В комнате долго стояла тишина; потом Гранин, чтобы разрядить обстановку, сказал:
— А кофе-то совсем остыл.
«Вот и бросил якорь на новом месте», — думал Кирсанов, лежа в постели. Вспомнились слова Таранца: «Завидная у тебя судьба».
Завидная… Нет, судьба здесь ни при чем. Человек сам вершитель судьбы своей. Разве стал бы он, Кирсанов, летчиком, если бы сам не стремился к этому? Если б при первой неудаче, когда был отчислен по состоянию здоровья, отказался от своей мечты? Нет, нет, он продолжал носить ее в себе, он жил ею, жил небом. А ведь все могло бы случиться не так, если бы не настойчивость, если бы не страстная борьба за свою мечту. Да, это была именно борьба! «К летной работе не годен!» Сергей чуть не задохнулся тогда от свалившегося на него горя. «Я не годен?! Неправда! Вы ошиблись! Вы знаете, что значит для меня авиация? Цель всей моей жизни!»
Напрасно он совал врачам книжечки, удостоверяющие первый разряд по гимнастике и второй — по самбо, напрасно говорил об аэроклубе, который закончил с отличием, — из-под стекляшек очков в золотой оправе поблескивали сочувствующие глаза председателя медицинской комиссии: «Понимаю, молодой человек, но у вас вестибулярный аппарат…»

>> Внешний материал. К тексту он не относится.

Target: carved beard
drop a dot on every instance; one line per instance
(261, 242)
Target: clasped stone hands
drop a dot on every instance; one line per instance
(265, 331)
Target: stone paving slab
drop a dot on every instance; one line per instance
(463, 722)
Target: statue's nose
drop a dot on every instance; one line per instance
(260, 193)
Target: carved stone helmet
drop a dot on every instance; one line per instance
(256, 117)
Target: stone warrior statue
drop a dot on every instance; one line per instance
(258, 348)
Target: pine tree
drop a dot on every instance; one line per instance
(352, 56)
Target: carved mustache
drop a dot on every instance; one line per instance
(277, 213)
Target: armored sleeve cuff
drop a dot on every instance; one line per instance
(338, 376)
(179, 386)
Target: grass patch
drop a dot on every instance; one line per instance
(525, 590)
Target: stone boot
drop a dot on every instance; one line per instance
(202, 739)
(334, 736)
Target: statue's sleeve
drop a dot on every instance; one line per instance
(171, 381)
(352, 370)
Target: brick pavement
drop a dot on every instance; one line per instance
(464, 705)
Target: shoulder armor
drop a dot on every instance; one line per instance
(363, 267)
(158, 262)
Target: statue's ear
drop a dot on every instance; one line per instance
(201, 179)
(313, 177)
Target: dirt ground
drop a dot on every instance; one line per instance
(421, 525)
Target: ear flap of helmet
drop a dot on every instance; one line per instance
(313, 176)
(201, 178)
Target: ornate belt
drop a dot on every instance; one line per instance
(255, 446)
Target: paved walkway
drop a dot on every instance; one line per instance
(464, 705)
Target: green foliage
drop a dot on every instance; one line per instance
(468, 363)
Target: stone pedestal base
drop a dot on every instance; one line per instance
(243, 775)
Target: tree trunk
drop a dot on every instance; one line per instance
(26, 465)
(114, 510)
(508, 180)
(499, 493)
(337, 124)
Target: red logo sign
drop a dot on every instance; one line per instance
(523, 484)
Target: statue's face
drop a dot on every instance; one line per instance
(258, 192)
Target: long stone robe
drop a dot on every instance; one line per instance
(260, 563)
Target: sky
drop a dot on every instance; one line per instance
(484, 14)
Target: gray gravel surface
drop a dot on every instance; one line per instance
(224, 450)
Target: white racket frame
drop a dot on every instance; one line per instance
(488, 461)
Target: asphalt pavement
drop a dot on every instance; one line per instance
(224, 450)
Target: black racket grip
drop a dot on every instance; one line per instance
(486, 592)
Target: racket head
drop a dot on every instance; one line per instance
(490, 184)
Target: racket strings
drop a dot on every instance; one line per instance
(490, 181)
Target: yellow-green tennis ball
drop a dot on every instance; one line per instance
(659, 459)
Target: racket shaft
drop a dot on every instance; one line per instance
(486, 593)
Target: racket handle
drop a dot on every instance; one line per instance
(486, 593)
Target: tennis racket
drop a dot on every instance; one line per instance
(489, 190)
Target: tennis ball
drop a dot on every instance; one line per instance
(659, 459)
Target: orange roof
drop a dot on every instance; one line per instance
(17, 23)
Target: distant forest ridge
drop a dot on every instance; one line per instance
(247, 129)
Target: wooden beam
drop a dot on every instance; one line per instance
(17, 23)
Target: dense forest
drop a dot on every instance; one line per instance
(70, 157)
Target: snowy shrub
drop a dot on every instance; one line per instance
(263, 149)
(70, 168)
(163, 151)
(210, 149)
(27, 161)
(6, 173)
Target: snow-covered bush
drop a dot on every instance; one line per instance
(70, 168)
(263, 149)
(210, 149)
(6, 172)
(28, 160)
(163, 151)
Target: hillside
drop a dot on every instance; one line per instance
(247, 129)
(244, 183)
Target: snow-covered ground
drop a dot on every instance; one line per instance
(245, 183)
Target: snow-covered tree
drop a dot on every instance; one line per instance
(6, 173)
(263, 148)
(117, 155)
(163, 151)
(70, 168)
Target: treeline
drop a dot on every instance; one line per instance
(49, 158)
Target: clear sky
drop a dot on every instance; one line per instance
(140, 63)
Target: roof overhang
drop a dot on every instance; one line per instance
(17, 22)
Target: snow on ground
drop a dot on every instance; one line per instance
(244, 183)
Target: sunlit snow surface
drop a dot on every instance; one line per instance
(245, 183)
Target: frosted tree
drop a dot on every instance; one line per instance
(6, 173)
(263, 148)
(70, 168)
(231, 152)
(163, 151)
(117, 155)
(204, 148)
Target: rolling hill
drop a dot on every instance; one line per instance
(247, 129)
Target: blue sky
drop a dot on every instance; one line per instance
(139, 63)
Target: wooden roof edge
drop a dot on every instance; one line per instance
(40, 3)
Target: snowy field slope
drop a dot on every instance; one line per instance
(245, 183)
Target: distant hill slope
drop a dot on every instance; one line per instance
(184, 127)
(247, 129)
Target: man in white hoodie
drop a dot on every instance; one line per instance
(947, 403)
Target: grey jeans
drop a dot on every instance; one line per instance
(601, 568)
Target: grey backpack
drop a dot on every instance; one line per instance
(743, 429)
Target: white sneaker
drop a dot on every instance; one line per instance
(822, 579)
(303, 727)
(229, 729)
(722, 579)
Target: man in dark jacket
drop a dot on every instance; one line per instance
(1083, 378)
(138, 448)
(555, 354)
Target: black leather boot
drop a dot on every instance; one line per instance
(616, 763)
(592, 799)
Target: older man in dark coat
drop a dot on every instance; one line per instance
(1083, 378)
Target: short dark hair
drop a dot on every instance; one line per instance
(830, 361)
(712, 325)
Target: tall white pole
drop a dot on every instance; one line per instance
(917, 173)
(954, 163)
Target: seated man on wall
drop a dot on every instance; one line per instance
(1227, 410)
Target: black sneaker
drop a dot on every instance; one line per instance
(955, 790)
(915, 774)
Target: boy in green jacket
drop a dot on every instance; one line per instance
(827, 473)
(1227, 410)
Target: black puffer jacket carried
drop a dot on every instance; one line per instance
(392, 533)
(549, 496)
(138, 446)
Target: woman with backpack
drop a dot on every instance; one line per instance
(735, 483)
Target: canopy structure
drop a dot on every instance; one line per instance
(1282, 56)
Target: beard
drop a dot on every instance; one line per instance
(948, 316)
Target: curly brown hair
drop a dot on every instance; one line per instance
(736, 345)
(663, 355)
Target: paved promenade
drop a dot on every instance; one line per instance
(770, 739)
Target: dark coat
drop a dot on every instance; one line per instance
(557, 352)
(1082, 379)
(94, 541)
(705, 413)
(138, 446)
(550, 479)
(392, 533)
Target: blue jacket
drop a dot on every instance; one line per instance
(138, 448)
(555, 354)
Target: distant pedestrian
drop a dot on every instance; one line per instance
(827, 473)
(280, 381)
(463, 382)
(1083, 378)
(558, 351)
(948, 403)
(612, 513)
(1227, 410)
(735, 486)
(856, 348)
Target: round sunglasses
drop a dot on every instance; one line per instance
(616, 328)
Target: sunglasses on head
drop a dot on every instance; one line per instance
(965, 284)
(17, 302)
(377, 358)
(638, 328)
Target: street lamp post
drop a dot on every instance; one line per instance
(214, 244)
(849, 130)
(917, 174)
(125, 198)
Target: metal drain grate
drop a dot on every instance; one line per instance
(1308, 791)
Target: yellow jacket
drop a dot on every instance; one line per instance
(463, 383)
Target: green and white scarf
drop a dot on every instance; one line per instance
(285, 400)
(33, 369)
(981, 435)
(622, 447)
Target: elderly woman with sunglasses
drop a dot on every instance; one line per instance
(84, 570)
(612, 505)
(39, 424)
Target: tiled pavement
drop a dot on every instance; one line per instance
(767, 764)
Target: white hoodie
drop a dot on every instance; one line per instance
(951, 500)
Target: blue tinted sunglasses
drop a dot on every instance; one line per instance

Небо… Кто хоть раз вкусил упоительную прелесть взлета, когда могучая сила ускорения прижимает тебя к спинке сиденья, а серые квадраты бетонных плит превращаются в широкий поток, что лавиной мчится тебе навстречу все быстрее, быстрее, и вот уже неведомая сила вздымает тебя кверху, точно сама земля поднимает тебя на руках нежно и бережно и плавно несет над собой к солнцу, показывая, как прекрасен окружающий мир, как широки горизонты, о чем там, внизу, ты даже понятия не имел, кто хоть раз почувствовал самостоятельный взлет, — тот навсегда потерял покой.
Чудесная страна — авиация! Сколько юношей, молодых людей и людей постарше, солидных, в возрасте, прикипели всем сердцем, каждой клеточкой своей к тебе и преданно, до конца дней своих готовы нести любые лишения и тяготы — лишь бы никогда не быть отлученными!
И конечно же, испытательная работа — вершина летной работы — влечет каждого, кто связал свою судьбу с небом.
Каким завидущим огнем горели глаза Володи Михайлова, когда он узнал, что Сергей уходит в испытатели! Даже всегда хладнокровный руководитель полетов Саша Черных и тот не удержался и тихо сказал: «Завидую».